Çevrim İçi Türkçe Argo Sözlüğü
atmak
fiiliş atmak ok atmak bok atmak kıç atmak kol atmak tek atmak zar atmak hava atmak olta atmak topu atmak zarf atmak cirit atmak demir atmak düşeş atmak fişek atmak göbek atmak kazık atmak kelek atmak kesik atmak kıtır atmak
- Baş başa olunacak bir yere götürmek – Attilâ İlhan
"Gözüne kestirdiği erkeği tavlayıp resmen oraya atarmış."
- Yalan veya abartmalı söz söylemek
"Gene atmaya başladı."
- Bilmeden, kestirerek söylemek
"Bilgi yarışmasında attı ama tutturamadı."
- İçki içmek – Nâzım Hikmet
"Şimdi arzu buyrulursa dostluğumuzu takviye için şöyle bir iki kadeh atalım."
- Yalan derecesinde abartarak konuşmak; yalan söylemek
Büyük ceddim filân âdem, diye başlar asaletten, / Atar attıkça dördüncü dahî halt-ı kelâm eyler.
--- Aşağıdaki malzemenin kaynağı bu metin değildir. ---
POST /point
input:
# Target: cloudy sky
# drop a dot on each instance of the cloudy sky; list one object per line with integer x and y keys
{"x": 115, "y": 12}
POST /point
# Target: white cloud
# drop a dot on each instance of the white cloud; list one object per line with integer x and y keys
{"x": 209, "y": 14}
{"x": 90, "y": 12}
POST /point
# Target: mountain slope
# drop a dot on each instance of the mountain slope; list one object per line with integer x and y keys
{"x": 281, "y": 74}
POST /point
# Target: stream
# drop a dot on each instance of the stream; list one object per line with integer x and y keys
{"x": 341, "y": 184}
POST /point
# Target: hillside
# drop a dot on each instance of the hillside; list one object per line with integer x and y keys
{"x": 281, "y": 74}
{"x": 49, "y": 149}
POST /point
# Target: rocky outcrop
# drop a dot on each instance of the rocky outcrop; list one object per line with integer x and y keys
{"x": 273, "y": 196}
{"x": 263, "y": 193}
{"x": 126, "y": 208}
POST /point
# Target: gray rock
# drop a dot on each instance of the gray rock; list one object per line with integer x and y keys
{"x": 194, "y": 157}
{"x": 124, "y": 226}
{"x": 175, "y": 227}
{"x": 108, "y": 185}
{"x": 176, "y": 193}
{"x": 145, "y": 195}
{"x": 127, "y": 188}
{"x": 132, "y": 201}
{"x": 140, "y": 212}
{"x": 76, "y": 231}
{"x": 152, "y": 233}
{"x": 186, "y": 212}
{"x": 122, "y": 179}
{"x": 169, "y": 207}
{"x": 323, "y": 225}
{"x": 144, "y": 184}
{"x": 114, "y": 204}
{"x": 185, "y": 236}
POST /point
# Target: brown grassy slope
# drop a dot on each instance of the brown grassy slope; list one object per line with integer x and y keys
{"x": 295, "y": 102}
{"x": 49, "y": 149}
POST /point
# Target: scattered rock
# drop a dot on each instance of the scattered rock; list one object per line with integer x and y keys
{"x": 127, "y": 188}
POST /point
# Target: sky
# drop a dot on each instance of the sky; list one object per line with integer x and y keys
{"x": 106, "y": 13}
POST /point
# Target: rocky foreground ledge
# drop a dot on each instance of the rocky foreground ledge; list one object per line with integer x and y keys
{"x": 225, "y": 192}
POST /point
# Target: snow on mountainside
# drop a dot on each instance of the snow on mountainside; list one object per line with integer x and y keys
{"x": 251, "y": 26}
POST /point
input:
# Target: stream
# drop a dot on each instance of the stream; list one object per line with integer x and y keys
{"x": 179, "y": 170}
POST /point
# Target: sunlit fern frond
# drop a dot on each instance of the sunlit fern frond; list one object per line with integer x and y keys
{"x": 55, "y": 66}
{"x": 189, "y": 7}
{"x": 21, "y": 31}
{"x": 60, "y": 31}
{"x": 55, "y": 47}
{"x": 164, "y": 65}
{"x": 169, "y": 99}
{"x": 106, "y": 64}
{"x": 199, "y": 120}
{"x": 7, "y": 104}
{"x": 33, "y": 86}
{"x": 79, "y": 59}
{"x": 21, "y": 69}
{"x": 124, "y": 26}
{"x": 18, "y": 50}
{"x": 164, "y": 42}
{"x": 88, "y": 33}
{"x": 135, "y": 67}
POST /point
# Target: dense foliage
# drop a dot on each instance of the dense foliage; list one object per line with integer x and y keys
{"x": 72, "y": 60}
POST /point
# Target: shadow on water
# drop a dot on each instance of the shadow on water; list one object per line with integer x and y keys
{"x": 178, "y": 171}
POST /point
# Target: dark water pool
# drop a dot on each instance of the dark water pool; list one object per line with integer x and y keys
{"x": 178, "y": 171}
- (Yumruk, tokat, sille) Vurmak
-Bana bak, dedi. Bir tane atarsam suratına. -At anam, at yavrum, at bir tanem!
- (Yakın ilişkide bulunulan birisini) Baş başa olunacak bir yere götürmek
El oğlu sevgilisini lüks otellere atar, sen varlıklı bir kadınsın ama ben seni o eve atacağım.
- Bir 'tek' içki içmek; içkiden bir yudum almak
Geceyi gündüze her dem katalım /Atalım yan yana zevke bakalım.